Decoding Decision-Making Power: How Culture and Context Shape Autonomy

"Unveiling the nuanced relationship between individual choices, cultural norms, and feelings of autonomy in Bangladesh and Ghana."


Measuring women’s empowerment has gained increasing attention, driven by the goal of identifying programs and policies that reduce gender inequalities. The empowerment of women and girls is included in the Sustainable Development Goals. However, the lack of high-quality, sex-disaggregated data and ambiguity around how to define and measure empowerment confidently make it difficult to measure gender inequalities. These challenges impede assessing the impact of development interventions on girls and women.

Social scientists mostly define empowerment as based on the concept of agency—the ability to use capabilities and opportunities to expand choices and control one's destiny.

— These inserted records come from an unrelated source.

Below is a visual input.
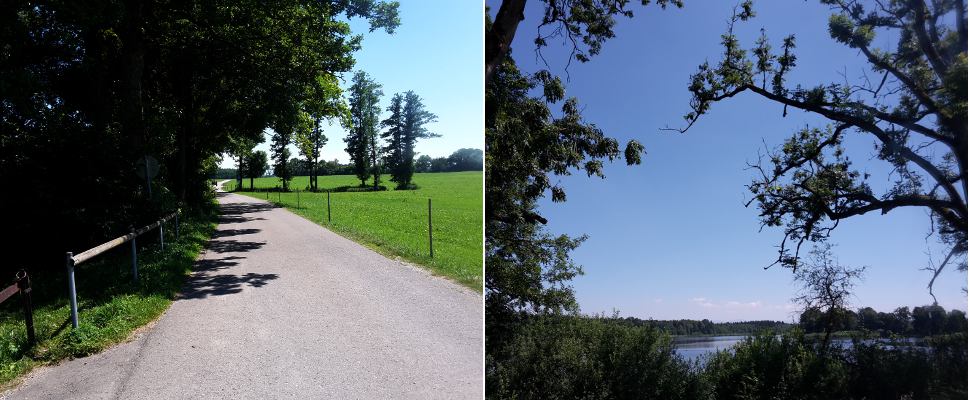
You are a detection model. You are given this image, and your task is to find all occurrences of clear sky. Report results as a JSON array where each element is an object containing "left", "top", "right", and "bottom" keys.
[
  {"left": 495, "top": 0, "right": 967, "bottom": 322},
  {"left": 222, "top": 0, "right": 484, "bottom": 167}
]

They mainly focus on women's ability to participate in decision-making over important matters like major household purchases or healthcare. Questions about decision-making are common in large-scale surveys and provide a body of evidence on how socioeconomics, health, and demographic outcomes are linked with women’s empowerment and agency.

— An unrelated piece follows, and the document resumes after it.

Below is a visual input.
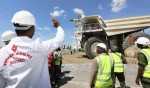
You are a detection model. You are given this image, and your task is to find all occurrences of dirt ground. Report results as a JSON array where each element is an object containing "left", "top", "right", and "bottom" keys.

Despite the widespread use of decision-making metrics, uncertainty remains about constructing indicators of women’s empowerment from these questions. It’s particularly unclear to what extent sole and joint decision-making should be considered different expressions of individual decision-making power, and to what extent joint decision-making reflects a consistent understanding of decision-making power within households.

Why Context Matters: Unpacking the Nuances of Decision-Making and Autonomy

Diversity of Women Autonomy

This paper analyzes some common critiques of household decision-making indicators using comparative information on women’s autonomy. It conceptualizes autonomy in terms of the motivations behind a person's actions. Motivational autonomy is defined as behavior experienced as willingly enacted and fully endorsed by a person. Greater understanding of the relationship between motivational autonomy and decision-making may provide insights into the validity of using decision-making data to measure women's empowerment.

The study uses data from Bangladesh and Ghana to investigate whether respondents who report sole decision-making in a particular domain experience stronger feelings of autonomous motivation than those who report joint decision-making. It uses multivariate regression models to estimate the association between a quantitative measure of motivational autonomy—the Relative Autonomy Index (RAI)—and sole and joint decision-making outcomes.
The RAI assigns a score to each decision domain based on survey questions that measure the extent to which an individual’s actions within the domain are intrinsically or extrinsically motivated:
  • On aggregate, the study finds differences between men and women, and across countries, in the significance of the association between feelings of autonomous motivation and sole and joint decision-making.
  • It also finds heterogeneity in the strength of this association, depending on the domain and whether partners agree on who normally makes decisions within the domain.
The main lesson from the study is that the relationship between autonomy and sole or joint decision-making is heterogenous, depending largely on cultural context and the domain of decision-making. To the extent that autonomy is correlated with empowerment, the findings contribute to the discourse on measuring women's empowerment and have implications for the broader use of decision-making indicators in development research.

Implications for Policy and Research: A Path Forward

The study shows that the degree to which men and women associate different decision-making outcomes with autonomous behavior is idiosyncratic and likely to vary from one context to another, depending on the particular decision being made, sociocultural norms, and other local features. These results highlight the complexity of measuring empowerment and the need for context-specific approaches.